C’è un personaggio al quale sei più affezionato di altri e perché?
"Certo il cane, perché è il mio cane. Scherzi a parte, è impossibile rispondere, sono tanti e anche se non sono narrativamente tutti sullo stesso piano, se ne può amare più d’uno, non posso dirti il mio preferito, a parte il cane, appunto".

Gli attori hanno dato un valore aggiunto portando la loro esperienza?
"Quello che mi ha fatto molto piacere è che quando hanno letto la sceneggiatura si sono riconosciuti molto, poi in realtà le esperienze vissute da queste persone sono ben peggiori di quelle che si raccontano nel film.
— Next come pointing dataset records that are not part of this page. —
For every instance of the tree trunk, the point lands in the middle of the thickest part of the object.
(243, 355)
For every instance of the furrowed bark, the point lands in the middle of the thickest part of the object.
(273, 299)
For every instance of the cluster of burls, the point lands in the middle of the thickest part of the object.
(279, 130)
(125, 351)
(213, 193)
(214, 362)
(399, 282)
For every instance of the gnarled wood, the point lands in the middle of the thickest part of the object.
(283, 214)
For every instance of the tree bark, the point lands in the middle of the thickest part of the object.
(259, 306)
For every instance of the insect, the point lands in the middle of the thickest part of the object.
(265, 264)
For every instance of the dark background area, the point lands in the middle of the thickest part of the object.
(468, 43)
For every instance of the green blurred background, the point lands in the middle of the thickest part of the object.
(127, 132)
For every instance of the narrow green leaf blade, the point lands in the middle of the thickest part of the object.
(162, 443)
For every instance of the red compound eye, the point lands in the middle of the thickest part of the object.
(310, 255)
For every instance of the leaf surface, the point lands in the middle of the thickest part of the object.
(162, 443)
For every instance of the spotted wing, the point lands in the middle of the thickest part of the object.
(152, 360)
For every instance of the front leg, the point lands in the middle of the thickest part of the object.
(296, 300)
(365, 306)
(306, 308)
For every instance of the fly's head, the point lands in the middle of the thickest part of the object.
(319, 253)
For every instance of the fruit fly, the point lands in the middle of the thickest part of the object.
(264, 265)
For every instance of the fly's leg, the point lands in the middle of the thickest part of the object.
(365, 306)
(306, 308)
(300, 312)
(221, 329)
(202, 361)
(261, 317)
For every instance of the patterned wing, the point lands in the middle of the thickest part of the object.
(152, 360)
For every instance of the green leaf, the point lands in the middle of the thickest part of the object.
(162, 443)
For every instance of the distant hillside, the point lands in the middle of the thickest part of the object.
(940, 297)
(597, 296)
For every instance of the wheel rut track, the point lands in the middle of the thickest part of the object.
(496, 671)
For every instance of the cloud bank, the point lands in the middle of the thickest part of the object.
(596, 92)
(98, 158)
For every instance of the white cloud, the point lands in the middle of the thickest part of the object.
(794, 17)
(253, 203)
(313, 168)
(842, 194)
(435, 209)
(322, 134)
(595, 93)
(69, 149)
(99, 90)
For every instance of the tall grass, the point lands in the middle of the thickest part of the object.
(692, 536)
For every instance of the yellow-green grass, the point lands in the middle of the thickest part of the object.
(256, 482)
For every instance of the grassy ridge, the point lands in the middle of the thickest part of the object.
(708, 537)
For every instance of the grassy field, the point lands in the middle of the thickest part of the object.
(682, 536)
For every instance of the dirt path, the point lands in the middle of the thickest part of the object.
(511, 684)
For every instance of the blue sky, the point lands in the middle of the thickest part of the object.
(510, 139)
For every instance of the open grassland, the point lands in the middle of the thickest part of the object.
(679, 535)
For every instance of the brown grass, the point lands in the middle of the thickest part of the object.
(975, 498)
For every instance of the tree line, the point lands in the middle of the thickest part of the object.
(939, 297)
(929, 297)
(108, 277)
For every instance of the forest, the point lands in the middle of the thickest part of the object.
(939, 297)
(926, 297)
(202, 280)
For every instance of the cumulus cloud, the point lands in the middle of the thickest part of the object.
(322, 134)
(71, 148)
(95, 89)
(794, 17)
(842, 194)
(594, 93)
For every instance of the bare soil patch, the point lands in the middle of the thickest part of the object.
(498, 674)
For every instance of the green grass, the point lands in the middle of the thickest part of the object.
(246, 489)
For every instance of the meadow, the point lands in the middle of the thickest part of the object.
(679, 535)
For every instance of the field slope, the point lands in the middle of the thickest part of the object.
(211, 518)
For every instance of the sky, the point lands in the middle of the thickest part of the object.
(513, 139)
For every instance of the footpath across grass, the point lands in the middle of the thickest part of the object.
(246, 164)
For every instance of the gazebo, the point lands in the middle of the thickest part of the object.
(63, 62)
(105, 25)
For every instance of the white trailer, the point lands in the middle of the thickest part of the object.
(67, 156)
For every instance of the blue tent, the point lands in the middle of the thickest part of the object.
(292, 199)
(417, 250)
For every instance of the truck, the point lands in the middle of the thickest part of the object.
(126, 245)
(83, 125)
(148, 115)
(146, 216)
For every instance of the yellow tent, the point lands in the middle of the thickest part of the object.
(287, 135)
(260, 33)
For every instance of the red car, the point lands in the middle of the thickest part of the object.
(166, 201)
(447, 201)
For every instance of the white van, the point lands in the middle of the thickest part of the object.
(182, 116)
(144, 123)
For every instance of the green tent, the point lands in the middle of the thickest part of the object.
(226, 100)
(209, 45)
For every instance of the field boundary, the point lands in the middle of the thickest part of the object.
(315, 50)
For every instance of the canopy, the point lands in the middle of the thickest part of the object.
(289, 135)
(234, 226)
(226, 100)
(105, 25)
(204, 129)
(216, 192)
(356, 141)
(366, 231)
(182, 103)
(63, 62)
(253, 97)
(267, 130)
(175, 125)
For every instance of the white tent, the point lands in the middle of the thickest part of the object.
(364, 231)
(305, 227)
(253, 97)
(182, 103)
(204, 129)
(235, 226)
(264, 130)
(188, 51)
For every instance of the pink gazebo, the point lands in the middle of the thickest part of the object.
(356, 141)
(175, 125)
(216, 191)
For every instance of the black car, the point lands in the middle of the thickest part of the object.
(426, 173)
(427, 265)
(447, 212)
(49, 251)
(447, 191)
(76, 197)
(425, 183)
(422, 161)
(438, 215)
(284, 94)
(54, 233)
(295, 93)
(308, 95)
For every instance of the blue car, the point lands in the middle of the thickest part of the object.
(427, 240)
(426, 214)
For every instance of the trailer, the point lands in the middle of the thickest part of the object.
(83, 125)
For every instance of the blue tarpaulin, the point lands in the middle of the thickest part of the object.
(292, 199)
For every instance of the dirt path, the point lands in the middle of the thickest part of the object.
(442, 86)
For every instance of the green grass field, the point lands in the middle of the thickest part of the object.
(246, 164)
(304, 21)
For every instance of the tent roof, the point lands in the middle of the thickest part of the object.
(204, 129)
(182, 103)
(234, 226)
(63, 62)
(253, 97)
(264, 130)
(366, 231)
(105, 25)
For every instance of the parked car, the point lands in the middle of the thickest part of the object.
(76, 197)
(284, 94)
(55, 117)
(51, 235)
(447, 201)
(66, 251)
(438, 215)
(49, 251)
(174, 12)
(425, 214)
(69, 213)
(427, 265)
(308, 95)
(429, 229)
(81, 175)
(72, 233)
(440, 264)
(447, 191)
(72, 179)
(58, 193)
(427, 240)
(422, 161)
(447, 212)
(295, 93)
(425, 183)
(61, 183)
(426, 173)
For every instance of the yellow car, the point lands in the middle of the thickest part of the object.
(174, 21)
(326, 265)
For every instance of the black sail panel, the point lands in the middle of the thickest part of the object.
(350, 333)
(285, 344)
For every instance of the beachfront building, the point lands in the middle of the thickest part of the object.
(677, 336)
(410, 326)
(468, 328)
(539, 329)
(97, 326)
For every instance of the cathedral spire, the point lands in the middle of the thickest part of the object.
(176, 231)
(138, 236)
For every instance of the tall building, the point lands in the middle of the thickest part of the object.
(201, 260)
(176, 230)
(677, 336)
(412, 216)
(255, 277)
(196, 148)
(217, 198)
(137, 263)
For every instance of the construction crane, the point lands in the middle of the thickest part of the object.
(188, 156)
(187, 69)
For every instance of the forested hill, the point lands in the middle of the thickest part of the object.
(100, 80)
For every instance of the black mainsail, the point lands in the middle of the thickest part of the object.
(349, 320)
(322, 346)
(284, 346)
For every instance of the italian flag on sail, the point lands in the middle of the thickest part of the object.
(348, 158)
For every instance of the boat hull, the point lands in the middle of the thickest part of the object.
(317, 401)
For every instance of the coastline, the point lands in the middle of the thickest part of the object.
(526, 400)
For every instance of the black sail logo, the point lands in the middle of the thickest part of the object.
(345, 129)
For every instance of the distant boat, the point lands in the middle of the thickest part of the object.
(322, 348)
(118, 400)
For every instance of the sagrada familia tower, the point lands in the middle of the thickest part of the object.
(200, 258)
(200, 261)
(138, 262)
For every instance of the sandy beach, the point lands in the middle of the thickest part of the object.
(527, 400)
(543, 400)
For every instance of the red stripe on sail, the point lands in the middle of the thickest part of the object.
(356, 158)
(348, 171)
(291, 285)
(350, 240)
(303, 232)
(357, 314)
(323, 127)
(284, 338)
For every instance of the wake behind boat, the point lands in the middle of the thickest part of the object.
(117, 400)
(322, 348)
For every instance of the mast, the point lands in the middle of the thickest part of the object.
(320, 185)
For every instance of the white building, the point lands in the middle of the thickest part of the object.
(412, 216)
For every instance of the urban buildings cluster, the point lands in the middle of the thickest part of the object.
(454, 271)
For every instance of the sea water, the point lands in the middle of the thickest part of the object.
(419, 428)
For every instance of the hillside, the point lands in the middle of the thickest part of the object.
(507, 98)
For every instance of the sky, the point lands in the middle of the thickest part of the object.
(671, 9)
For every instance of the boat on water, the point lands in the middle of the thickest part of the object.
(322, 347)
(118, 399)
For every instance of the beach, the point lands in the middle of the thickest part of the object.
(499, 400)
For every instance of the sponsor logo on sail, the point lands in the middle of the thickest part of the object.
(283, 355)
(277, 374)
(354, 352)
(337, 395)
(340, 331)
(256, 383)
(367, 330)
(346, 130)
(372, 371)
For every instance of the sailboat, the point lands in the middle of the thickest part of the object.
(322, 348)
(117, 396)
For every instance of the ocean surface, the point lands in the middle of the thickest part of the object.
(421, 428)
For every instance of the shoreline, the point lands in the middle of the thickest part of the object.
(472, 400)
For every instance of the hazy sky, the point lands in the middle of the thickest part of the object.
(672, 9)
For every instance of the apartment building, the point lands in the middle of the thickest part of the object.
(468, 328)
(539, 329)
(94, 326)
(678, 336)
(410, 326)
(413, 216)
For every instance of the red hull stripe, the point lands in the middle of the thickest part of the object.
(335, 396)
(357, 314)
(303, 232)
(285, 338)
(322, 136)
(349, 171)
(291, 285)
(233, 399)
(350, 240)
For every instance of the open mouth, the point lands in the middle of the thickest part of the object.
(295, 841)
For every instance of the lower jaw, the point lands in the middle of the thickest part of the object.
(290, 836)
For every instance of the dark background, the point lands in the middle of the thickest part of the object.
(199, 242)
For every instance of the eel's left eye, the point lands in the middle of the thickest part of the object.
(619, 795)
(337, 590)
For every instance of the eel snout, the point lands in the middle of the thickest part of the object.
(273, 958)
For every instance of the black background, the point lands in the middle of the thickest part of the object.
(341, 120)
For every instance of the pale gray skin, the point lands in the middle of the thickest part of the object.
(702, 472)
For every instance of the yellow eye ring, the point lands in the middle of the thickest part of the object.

Purtroppo".

La paura del diverso, di perdere ciò che abbiamo è un sentimento umano ma non necessariamente negativo. Lo diventa quando non porta all’incontro dell’altro , cosa ne pensi?
"Sottoscrivo. È un sentimento che viene cavalcato per portare la chiusura però la paura del diverso è naturale e in un qualche modo tende a proteggerci. Quello che dovremmo fare però è non chiuderci in essa ma fare un passo verso l’altro. Vero, noi svizzeri siamo timidi, non siamo per cultura quelli che abbracciano il primo arrivato ma ciò non toglie che si possa fare qualcosa per andare incontro all’altro. Smettiamola di utilizzare questa paura di ciò che non conosciamo a fini elettorali".

Nelle note di regia, parli di una società multietnica che predica l’integrazione ma attua l’esclusione, Fuori mira punta il dito contro le politiche restrittive in materia di immigrazione?
"Non si parla di politica nel film ma forse proprio per questo se ne parla più del solito. Da molti anni da noi si è perso il dibattito sui contenuti per dare la precedenza agli slogan e questo sempre per motivi legati alla conquista del potere. Non mi inserisco in questa parte di dibattito. Quello che vorrei è inserirmi nella riflessione, su chi siamo e quello che siamo facendo. Il film è anche molto accondiscendente:  ho verso tutti la stessa relazione che ho con me stesso, riconosco i miei difetti ma la mattina quando esco di casa una piccola pacca sulla spalla me la do".

Cosa significa per te integrazione?
"Per me è riconoscersi dalla due parti, cercare di essere accoglienti da una parte e di adattarsi alle nuove situazioni dall’altra: è un mutuo lavoro per stare bene insieme. Apriamoci e vediamo che cosa si può fare. Siamo svizzeri, zio Bill, siamo la terra dei compromessi…!"

Nel nostro piccolo cosa possiamo fare per rendere quell’equilibrio apparente un po’ meno precario?
"Restare aperti, all’altro e a noi stessi, perché sono tutte opportunità che uno perde se si chiude".